Sharon Mosher, chair of the Department of Geological Sciences in the Jackson School of Geosciences at The University of Texas at Austin since 2007, has been named dean of the Jackson School.
The selection of Mosher, who holds the William Stamps Farish Chair, culminates a national search for a new dean after Eric Barron left to become director of the National Center for Atmospheric Research in July 2008.
Professor Charles G. Groat, director of the university’s Energy and Earth Resources graduate program and Center for International Energy and Environmental Policy, was interim dean during the search.
Mosher is past president of the Geological Society of America, past chair of the Council of Scientific Society Presidents and a founder and current chair of GeoScienceWorld, an international journal aggregation for geoscientists. Among her awards and honors she is a fellow of the Geological Society of America, from which she received the Distinguished Service Award in 2003, and an honorary fellow of the Geological Society of London.
Her research involves structural petrology and field-oriented structural geology, including the evolution of modern and ancient plate boundaries and deformation of the deep to mid-crust. She has supervised numerous graduate students since coming to The University of Texas at Austin in 1978. For 15 years she directed the university’s geology summer field camp, the largest undergraduate summer field course in the country.
Mosher received her Ph.D. in Geological Sciences from the University of Illinois at Urbana in 1978 and M.Sc. from Brown University in 1975.
“I am delighted that Sharon Mosher will be the next dean of the Jackson School,” said William Powers Jr., president of The University of Texas at Austin. “Sharon was instrumental in crafting the strategic plan to make the Jackson School the preeminent geoscience program in the country, and she has been instrumental in hiring the school’s outstanding new faculty. I am confident she will lead the Jackson School to new heights.”
“As dean, my goal is to create a cohesive geoscience community that balances academic and research excellence and the broader societal mission of the geosciences,” Mosher said.
Mosher takes over at a time of growth in the school. The number of students enrolling in and graduating from the school has risen steadily since 2005. In the past year, the Jackson School has hired 15 new faculty members, an increase of nearly 50 percent to a geoscience department already one of the largest in the country. The new hires enhance capabilities in climate systems science, energy, internal earth processes, earth surface processes, hydrology and paleontology.
Researchers from the school annually work on projects with major impact on their discipline and society. Recent milestones include CT scanning Lucy, one of the world’s rarest and most famous fossils; leading the country’s largest test of carbon sequestration, a key technology for future energy plans; discovering glaciers of water ice at mid-latitudes on Mars; identifying a pattern of megadroughts in West Africa’s record of past climate; and surveying changes to the coast and seafloor at Galveston following Hurricane Ike.
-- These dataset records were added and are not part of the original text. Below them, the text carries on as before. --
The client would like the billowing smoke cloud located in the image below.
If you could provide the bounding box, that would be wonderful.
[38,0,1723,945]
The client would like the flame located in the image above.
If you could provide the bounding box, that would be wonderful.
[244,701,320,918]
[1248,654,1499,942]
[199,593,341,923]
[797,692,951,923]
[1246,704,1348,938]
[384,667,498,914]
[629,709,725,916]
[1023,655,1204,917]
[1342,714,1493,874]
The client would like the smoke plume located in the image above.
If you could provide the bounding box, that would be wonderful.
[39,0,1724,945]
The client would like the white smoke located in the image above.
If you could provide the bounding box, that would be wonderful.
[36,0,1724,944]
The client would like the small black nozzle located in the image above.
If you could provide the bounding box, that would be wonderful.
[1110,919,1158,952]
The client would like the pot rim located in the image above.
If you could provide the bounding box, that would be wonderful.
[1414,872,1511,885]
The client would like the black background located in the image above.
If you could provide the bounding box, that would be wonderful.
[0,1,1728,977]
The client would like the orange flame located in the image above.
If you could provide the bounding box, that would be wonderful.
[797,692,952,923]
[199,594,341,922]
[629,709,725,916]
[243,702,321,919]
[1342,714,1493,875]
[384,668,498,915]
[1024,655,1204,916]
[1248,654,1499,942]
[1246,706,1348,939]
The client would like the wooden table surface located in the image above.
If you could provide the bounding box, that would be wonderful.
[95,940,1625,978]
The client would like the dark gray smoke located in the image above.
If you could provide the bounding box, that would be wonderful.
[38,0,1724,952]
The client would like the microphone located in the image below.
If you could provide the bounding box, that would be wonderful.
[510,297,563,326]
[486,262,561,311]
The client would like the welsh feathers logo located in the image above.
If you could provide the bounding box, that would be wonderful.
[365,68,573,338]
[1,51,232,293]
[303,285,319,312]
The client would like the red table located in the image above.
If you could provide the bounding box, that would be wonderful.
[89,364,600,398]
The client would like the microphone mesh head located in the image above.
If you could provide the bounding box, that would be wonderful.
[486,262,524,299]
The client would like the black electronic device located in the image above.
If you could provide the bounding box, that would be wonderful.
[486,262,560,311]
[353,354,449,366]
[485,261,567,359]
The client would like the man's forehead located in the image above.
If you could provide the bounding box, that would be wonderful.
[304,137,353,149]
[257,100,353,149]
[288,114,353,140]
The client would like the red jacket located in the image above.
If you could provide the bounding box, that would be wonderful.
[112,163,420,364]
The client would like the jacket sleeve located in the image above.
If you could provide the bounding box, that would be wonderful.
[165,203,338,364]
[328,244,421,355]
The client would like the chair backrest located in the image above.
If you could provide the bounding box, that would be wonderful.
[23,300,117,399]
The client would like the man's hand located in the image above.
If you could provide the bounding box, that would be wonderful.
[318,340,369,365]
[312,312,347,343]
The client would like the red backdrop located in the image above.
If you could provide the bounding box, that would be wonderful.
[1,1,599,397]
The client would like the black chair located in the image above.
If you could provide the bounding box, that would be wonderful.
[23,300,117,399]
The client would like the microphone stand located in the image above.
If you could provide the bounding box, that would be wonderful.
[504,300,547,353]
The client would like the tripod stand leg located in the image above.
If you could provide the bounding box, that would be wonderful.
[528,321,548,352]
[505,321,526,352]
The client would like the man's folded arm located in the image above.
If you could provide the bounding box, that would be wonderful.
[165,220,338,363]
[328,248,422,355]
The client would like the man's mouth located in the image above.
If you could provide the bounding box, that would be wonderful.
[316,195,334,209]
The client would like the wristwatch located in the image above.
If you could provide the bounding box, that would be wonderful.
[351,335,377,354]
The school also leads GeoFORCE Texas, the country’s largest K-12 pipeline program for the earth sciences.
Alumnus John A. (Jack) Jackson endowed the school with a bequest of $241 million in 2002, the largest gift ever given to a single public university. He charged the new school to become a national leader in the earth sciences.
“I believe the Jackson School has the opportunity to make a lasting and transformative impact on the geosciences, becoming a preeminent geoscience institution and meeting the full potential envisioned by Jack Jackson,” Mosher said.
Her appointment as dean begins July 1.